By default, the device driver executes the PUT and GET procedures in the same sequence, the procedures appear in the the driver file. Procedures which are not ready to run are skipped, but the overall sequence of execution is given by the order in which the procedure appear in the driver.
For PUT procedures this has the implication, that they are not executed immediately after an operator (or commanding device) has sent a new value for a parameter. The procedure has to wait it's turn. If there are a lot of GET procedures ready to run, this may take some time, specially with complex devices which are quite slow in response.

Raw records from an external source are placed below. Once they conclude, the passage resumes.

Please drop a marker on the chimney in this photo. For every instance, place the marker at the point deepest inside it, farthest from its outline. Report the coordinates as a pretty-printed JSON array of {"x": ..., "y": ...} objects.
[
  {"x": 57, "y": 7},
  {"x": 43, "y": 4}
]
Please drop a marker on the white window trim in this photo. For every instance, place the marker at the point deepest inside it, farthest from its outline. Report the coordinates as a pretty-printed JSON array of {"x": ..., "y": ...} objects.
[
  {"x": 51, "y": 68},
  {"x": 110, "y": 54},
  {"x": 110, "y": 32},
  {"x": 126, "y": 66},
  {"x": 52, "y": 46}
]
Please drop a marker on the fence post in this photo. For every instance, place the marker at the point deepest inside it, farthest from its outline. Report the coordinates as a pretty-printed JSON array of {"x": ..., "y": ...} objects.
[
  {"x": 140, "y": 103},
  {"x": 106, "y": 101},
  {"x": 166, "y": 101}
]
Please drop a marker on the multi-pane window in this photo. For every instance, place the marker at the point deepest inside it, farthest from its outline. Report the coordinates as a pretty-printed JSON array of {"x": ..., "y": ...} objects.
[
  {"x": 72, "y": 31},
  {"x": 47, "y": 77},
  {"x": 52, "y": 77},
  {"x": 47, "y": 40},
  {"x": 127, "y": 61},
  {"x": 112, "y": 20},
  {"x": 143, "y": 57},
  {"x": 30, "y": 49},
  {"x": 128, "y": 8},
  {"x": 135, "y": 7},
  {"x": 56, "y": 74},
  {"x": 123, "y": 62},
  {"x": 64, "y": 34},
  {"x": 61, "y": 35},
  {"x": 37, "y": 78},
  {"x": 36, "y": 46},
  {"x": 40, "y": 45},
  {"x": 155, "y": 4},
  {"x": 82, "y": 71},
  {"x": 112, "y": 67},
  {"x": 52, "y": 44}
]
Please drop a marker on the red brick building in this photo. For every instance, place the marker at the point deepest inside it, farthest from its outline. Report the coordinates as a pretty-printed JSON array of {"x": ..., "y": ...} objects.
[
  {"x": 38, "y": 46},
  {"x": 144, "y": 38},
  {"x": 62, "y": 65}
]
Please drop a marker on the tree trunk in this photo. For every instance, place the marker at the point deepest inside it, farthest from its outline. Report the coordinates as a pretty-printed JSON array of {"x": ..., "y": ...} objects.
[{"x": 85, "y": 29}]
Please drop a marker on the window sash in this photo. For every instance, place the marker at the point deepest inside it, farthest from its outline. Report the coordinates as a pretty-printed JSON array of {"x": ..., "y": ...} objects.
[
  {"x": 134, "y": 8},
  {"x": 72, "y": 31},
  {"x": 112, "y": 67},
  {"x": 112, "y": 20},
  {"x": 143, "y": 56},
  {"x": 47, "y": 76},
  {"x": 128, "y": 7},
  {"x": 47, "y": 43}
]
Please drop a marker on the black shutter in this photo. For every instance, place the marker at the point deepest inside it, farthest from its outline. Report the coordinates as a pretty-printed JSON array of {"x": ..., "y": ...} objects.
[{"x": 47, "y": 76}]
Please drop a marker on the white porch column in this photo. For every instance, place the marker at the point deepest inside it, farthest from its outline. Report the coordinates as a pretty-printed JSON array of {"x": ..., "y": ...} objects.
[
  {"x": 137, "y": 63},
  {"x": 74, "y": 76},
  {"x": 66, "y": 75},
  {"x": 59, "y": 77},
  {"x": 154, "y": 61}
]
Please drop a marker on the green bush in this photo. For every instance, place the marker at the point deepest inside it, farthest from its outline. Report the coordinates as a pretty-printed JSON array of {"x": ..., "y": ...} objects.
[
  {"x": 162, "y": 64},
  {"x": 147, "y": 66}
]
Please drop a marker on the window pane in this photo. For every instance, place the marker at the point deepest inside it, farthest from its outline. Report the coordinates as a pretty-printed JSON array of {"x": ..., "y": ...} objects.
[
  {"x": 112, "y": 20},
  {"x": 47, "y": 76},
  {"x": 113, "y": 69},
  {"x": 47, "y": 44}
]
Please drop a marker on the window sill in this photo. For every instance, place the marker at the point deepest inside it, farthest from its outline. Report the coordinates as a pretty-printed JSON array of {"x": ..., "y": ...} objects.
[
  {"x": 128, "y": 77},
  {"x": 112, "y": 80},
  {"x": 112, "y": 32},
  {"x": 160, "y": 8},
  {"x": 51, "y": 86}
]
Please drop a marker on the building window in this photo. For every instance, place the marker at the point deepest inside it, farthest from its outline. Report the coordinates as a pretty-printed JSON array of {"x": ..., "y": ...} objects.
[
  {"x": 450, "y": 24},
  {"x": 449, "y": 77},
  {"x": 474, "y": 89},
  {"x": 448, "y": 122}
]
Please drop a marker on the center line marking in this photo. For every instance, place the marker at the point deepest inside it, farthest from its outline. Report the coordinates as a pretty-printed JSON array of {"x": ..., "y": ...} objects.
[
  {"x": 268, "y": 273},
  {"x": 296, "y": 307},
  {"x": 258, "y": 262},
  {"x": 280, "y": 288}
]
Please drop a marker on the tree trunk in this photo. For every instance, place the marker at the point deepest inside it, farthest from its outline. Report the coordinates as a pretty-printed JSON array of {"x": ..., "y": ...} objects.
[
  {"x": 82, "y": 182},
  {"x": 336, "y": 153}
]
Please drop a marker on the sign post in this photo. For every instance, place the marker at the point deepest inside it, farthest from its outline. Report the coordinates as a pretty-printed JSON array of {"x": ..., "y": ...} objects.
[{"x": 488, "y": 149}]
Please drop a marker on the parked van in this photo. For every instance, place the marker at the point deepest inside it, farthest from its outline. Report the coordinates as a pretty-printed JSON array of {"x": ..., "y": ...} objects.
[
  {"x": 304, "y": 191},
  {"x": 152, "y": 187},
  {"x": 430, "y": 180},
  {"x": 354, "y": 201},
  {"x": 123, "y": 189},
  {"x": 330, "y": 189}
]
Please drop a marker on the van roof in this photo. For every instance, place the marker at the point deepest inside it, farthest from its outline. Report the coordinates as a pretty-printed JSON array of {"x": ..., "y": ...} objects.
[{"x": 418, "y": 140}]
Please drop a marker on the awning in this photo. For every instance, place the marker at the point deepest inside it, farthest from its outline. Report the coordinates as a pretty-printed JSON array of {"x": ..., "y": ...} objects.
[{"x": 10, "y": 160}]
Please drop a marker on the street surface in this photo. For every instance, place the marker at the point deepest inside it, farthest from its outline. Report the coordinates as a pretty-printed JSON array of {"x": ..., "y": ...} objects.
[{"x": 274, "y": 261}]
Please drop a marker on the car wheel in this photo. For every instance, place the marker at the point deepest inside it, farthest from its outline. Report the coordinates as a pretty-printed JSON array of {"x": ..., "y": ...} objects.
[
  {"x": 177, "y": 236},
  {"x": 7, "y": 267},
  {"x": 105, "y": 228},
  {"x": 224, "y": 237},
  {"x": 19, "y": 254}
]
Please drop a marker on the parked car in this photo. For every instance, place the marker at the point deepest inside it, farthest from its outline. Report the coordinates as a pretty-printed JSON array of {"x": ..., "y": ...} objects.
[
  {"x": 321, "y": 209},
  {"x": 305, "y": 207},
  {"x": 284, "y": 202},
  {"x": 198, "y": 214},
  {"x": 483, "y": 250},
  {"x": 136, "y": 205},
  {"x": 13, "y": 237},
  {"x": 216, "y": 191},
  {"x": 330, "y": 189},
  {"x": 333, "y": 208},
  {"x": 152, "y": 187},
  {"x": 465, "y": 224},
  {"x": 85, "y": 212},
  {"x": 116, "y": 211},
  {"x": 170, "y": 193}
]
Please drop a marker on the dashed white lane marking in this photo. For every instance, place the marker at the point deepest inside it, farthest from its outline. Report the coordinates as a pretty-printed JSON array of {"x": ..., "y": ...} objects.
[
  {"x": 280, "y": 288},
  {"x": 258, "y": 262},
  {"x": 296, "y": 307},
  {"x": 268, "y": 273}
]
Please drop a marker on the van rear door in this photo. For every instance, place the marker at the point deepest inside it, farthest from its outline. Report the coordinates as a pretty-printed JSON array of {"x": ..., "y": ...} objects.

By specifying the PUTPRIORITY mode in the header of the device file, you can speed this up, making the device driver for a slow device more responsive:

You enable the PUTPRIORITY mode for a driver by adding PUTPRIORITY as a top level keyword to the driver file. This changes the order of execution of procedures in the following way:
If at least one PUT procedure of the driver is ready to run, all GET procedures are skipped. GET procedures only are executed if no PUT procedure is ready to run. The outcome of this is, that the PUT procedure is executed not later than the device thread's IDLE time after the new value has been commanded.
But as with most good things there is one hitch with this: If you change a parameter once every driver cycle of faster, GET procedures will never get a chance to run. The driver will respond quickly and execute any settings you command, but state information like alarms or meter readings will never be updated. This is the reason why PUTPRIORITY is not the default behavior of a sat-nms device driver.